Our experience with marigolds is somewhat mixed because they attract slugs, which are always an issue around here. As with any plant in the garden, we try them out and use them where they seem to be a success, turning to other remedies when they’re not. In recent years we have been turning more and more to calendula instead.
A member of the same family as marigolds, calendula or pot marigold does not attract slugs and, in my view, is more attractive. Plus, it’s edible - its pretty orange petals are often added to salads for a kick of color. It can be made into a soothing tea. And it’s anti-inflammatory and antiseptic. It soothes, heals and helps regenerate skin, and is often added to lip balms, salves and lotions. Health claims for calendula range from menstrual disorders to cancer.
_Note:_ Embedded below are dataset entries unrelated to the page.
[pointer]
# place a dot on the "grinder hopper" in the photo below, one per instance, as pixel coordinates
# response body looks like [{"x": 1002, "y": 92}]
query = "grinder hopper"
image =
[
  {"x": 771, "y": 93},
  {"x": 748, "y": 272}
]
We can’t speak to that, but we do love it in the garden, where it is easy to grow, makes great cut flowers, and has similar benefits to marigolds.
Nasturtiums are excellent companions to radishes and cabbage family plants, deterring whiteflies, cucumber beetles, squash bugs, and striped pumpkin beetles, and improving growth and flavor of these plants. Nasturtium is a great “trap” crop for aphids, which it attracts away from other garden plants. We inspect it regularly for tiny black aphids and if our nasturtium does get infested, we just tear out the plant mid-season, taking an entire colony of aphids out of the garden and away from our vegetables.
Nasturtiums are also lovely in raised bed frames, spilling over the sides and visually softening the hard edges. The flowers are vibrant and add great visual appeal to a vegetable garden. The leaves, flowers and seeds of nasturtiums are all edible. The flowers are a great addition to salads, although we do recommend you dress the salad first, then sprinkle the flowers on top. As with many flowers, they are delicate and wilt easily if in contact with acidic dressing.
Some flowers are worth growing just as window dressing, and sweet alyssum certainly qualifies. It does attract bees, but we love it mainly for its delicious scent and low-growing habit. An easy to grow annual, alyssum comes in white as well as various shades of purple and rose. Like borage, it self-sows rather freely, so we sometimes manage to grow new plants from last year’s seeds that have sprouted.
We include sunflowers in many of our gardens, usually opting for the dwarf varieties because their smaller stature (2 1/2 to 3 feet tall) is better suited to urban gardens. Even non-seeding sunflowers provide an ongoing supply of cut flowers and help attract desirable insects to the garden.
Many insects are attracted to the tall, bright flowers, including bees and other pollinators. The real reason we grow them, though, is simply that they have such great visual appeal: they make us smile.
Sunflowers are good companion plants for cucumbers, improving their growth and productivity. We grow cucumbers on trellises or other vertical supports, so planting three foot tall sunflowers in front of or in between cucumbers is an easy way to populate the north edge of the garden with a visually appealing backdrop.
There are countless other flowers worth growing in an urban vegetable garden – dwarf varieties of lavender or echinacea, for example, or cosmos in a border. Whether grown for color, nutrition or pest deterrence, flowers deserve some space in any healthy organic garden.